According to the Clarín website, Florencia and Máximo Kirchner are accused in two cases of money laundering. Next March 6 they will be required to testify in the Commodore Py matter, and they will also be obligated to testify in the Hotesur SA case, where Gerardo Pollcita, prosecutor of the case, will be looking into financial irregularities of ex-president Kirchner, Osvaldo Sanfelice, and Lázaro Báez.

Several judicial sources indicated that the case will be presided over on Thursday by Claudio Bonadio and Julián Ercolini after the end of the investigation phase.

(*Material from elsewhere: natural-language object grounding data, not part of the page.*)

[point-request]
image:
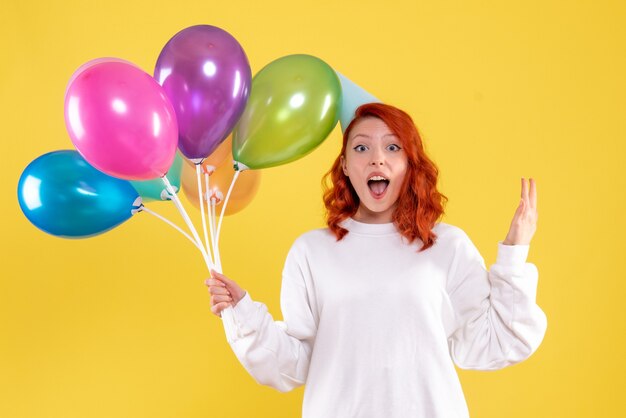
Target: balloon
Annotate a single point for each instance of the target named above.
(91, 63)
(154, 189)
(206, 75)
(220, 154)
(61, 194)
(243, 192)
(352, 96)
(120, 120)
(292, 108)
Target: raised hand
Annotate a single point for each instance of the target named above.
(224, 292)
(524, 223)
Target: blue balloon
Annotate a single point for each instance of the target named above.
(154, 189)
(61, 194)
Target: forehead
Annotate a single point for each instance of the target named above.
(370, 127)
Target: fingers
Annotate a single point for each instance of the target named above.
(218, 308)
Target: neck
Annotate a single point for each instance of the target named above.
(363, 214)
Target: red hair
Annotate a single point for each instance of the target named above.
(420, 203)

They will analyze the financial statements of the company where the falsification of financial records was also detected.

Florencia Kirchner, 26, since May 2015 has been the manager of the Kirchner-dominated company Los Sauces S.A. In 2011, she was registered in the Federal Public Revenue Administration for a completely different job description; her original job description was “film and video production.”

During 2014, she was on the board of one of the Kirchner family companies and was appointed director of Class B Shareholders in Hotesur, the firm of the owner of the Alto Hotel Calafate, currently under investigation for money laundering.

As manager of Los Sauces, she had a salary that varied from USD $47,000 to $90,000 per month.

As the owner of 22.5% of the shares of the company, she was summoned by Judge Bonadio, who also froze five million dollars that were discovered in questionable bank accounts at Banco Galicia.

Judicial sources said that “nothing accounts for the origin of these funds.”

Florencia attributed the funds to part of her inheritance from her father’s will, but several sources say that her explanation for the source of the funds is “inconsistent.”